Wormholes have been described and accepted theoretically by scientists. They are about 10 to the minus 33 centimetres in diameter; with a duration of 10 to the minus 43 seconds. You can create a wormhole by heating a volume of space to 10 to the 27th degrees Kelvin or compressing some matter down to the black hole or neutron star densities.

(Don’t try this at home.)

Heisenberg stated the ‘uncertainty principle.’ It is a statement of probabilities, and uncertainties. You know the electron must be there, but you can never say where it will be at any given point in time.

According to the Feynham diagrams, when a particle goes from point A to point B, it splits into two and one of them must being going into a separate universe. Essentially what he’s saying is that a particle can be in two places at once—something even a ghost can’t do. A diagram of all possible paths the particle may take looks like a girl’s braid of hair. Just as when you sprinkle iron filings around a magnet, revealing magnetic lines of force, it has been postulated that there are temporal lines of force.

If you follow the lines of force—i.e. timelines, no problem. If you cross the temporal lines of force, energy builds up and a puncture is made in the fabric of time. At some point there is too great an imbalance in the system, but reality heals the wounds made in itself.

An object crossing time lines builds up potential as it moves. The pull of an object snapping back to its own time would release a huge amount of energy in the space-time continuum or matrix. Hence the mass limitations, which permits only very small objects such as the particles mentioned in the vacuum fluctuations part of our theory. Time is subjective, perhaps even imaginary. Time is closely linked to our perception of it, although many would tell you ‘there is only one moment’ is a fundamental truth. This is the ‘past is gone, the future never gets here’ line of thought. Perception is reality, truth very often depends on who you ask—or who is asking.

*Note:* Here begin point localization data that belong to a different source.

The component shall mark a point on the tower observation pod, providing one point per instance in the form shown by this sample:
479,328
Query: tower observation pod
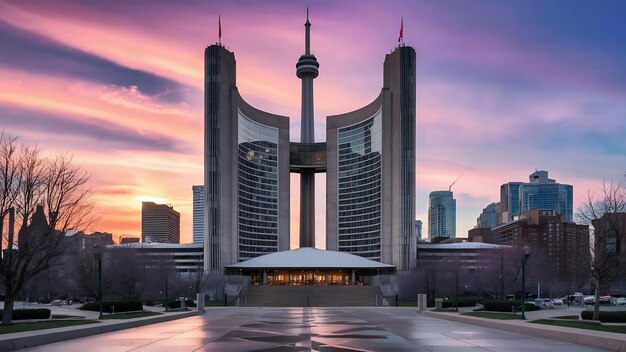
307,69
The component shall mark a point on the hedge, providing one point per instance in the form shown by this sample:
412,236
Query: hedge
605,317
120,306
507,306
22,314
176,304
449,303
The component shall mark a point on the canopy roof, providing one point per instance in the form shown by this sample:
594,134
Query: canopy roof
309,258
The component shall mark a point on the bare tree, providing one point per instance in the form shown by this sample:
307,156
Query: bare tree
605,216
43,198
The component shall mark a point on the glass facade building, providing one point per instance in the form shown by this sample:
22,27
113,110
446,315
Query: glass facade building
441,215
368,158
540,192
198,213
359,196
258,189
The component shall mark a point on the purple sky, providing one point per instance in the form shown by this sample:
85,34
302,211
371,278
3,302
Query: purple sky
502,89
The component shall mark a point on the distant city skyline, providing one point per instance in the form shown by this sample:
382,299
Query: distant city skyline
501,89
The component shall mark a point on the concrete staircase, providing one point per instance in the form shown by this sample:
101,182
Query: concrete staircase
312,296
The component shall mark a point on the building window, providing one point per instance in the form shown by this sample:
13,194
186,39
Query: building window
611,243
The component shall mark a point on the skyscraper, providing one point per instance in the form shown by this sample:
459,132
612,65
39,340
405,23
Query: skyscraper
369,161
488,218
543,193
418,230
441,215
540,192
509,202
159,223
198,213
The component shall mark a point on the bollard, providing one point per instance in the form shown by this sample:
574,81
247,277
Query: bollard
200,299
421,302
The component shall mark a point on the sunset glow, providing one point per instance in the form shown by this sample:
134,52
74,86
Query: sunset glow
502,89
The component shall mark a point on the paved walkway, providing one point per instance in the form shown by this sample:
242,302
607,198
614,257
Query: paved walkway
317,329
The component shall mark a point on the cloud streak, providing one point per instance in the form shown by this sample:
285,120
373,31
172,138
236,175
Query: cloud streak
31,52
95,134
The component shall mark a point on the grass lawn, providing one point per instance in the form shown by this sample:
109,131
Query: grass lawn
39,325
493,315
130,315
582,325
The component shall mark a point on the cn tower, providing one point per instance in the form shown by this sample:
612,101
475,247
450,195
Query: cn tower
307,69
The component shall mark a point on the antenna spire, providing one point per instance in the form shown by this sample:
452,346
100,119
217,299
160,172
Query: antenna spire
307,39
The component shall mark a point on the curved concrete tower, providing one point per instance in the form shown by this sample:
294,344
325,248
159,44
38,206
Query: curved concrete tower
307,69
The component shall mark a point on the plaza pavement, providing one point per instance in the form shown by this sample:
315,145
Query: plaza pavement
338,329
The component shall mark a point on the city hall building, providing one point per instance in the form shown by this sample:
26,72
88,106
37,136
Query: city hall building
368,158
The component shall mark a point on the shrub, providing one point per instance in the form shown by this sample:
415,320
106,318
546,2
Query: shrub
22,314
176,304
605,317
507,306
449,303
107,306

If you burn 100g of matter, you may well end up with 10g of ash, and release 90g of gasses, which should be confirmed by Avogadro’s Law. If you put 100 Newtons of energy into a system, you shouldn’t get any more than 100 Newtons out of it. A body at rest tends to remain at rest unless some external force acts upon it.

Does time follow the laws of conservation? One might assume that it does, however, if we know anything at all about the universe, is that ‘anything is possible.’

This may be written as a corollary of Murphy’s Law; “If anything can happen, it probably will eventually,” in a universe where nothing is impossible. If we believe that the universe sprang forth from a singularity, either time existed before it, or it was created at that moment. Also, was space created at this time? Or did it exist previously, therefore giving the new universe somewhere to expand into? If space existed previously, what existed outside of the point of singularity?

If time sprang forth from the singularity, there is no such thing as a parallel universe, they must all be on a slight angle from each other, although there might be an infinite number of alternate universes. Each of these would be reality to an observer encapsulated within them. At one time, philosophy and mathematics were closely linked, but they have tended to drift apart. In a world of increasing specialization, no one has the ‘big-picture overview.’ This is indeed unfortunate.

A friend of mine once went to the library and took out a book on metaphysics. He returned it a day later, and the librarian asked him what was wrong with it.

“The damned thing’s all about religion,” he told her.

Recently Stephen Hawking postulated that the universe might have come into being without help from God. Yet a news report in the last year or two noted that scientists, I think this was at CERN, were looking for 'the elusive God-particles,' which may help to account for the breakdown in conventional physical theories at the quantum or nanoscpoic level.

What if time exists in discrete, 'quanta' or particles, particles which share some of the characteristics of a wave?

Is time a dotted line, and if so, what happens in the gaps?

(Editor's Note: Compiled from sources. Louis really isn't that smart.)